I’ve also noticed that I am very quick to reach for my ear buds and listen to music or podcasts, particularly on my way to and from work. But some of the time I don’t even feel like listening to anything. I’ve realized that my ear buds are a reflex and a way to drown out what’s happening around me, especially on the metro when I am surrounded by other people.
But what if God wants me to pay attention to what’s going on around me? What if He wants to speak to me through what is going on around me? So, in a small act of self-denial, I will not listen to music or entertaining podcasts on Fridays. And when I do ‘plug in’ on Monday through Thursday, I will listen to something spiritually-focused, like a Bishop Robert Barron homily, Spiritual Batteries, The Pray More Novenas Lenten Retreat, or the deep but hilarious Catholic podcast, The Crunch.
A few closing thoughts. Another debate in my household growing up was whether one should enjoy the thing they have given up during the Sundays of Lent. I received two wise perspectives on this while preparing this article.
A priest friend reminded me that Lent is 40 days, minus the Sundays. So, we’re not actually supposed to count Sunday in our penance, but rather treat it as the mini-feast day it is, as we ought to year-round.
Secondly, friend and writer Nicholas pointed out that, once we’re halfway through Lent, we tend to no longer to miss the thing we’ve given up. It becomes easy to pass on the brownie tray at a party on day 25. But if you enjoy a brownie on Sunday, and have to re-give it up again on Monday, you more fully experience and live the sacrifice.
Both of these are excellent reasons to enjoy the thing we have given up on Sunday. I would, however, carry on the letter-writing, deeper prayer, spiritual reading or acts of service that you have “added” to your spiritual practice.
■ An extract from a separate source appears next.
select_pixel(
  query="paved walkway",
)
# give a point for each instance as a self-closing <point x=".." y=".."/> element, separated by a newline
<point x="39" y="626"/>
I also caution against self-criticism or rigidity in this process. Otherwise, we become obsessed with whether we are observing Lent technically or theologically correctly, rather than focusing on the thing that really matters: uniting ourselves to Christ. If you forgot to write a letter to a friend, or accidentally oversleep through prayer time, or don’t quite finish your spiritual reading, it simply means tomorrow is the time to re-commit and try again. That sounds a bit like all of the spiritual life, actually.
No Place for Comparison
Lastly, a few people felt sheepish in sharing their planned practice with me. They remarked that they felt like they were saying, “Look how holy I am!” But, here’s what I say to that: do not compare yourself to others. As we can see from the many examples above, what works for someone does not mean it will, or should, work for you. Even with the example of caffeine, we can see how one person’s attitude toward giving it up can be the opposite of another person’s lived experience. The key is to do the work of discerning, internally, where you stand and what interior change will lead you closer to God. I could give up wine and cake this year, but it wouldn’t be that difficult, because I don’t consume much of those on a regular basis. Similarly, it may be more testing for you to answer the phone when your family calls, than it is to serve the homeless, even though on the surface one looks like the holier choice.
It all comes down to you and God. Where do you feel His pull? What is place in your heart that needs His touch? What aspect of your daily existence is prickly, or rocky, and needs smoothed down in order to make room for God? That is where He is calling you to act.
And always remember, if you are still unsure of where to start, your priest, your Church, and your faith community are a resource. We make this Lenten journey together. And I believe God is simply happy that we are reaching out to Him, even when we fall short.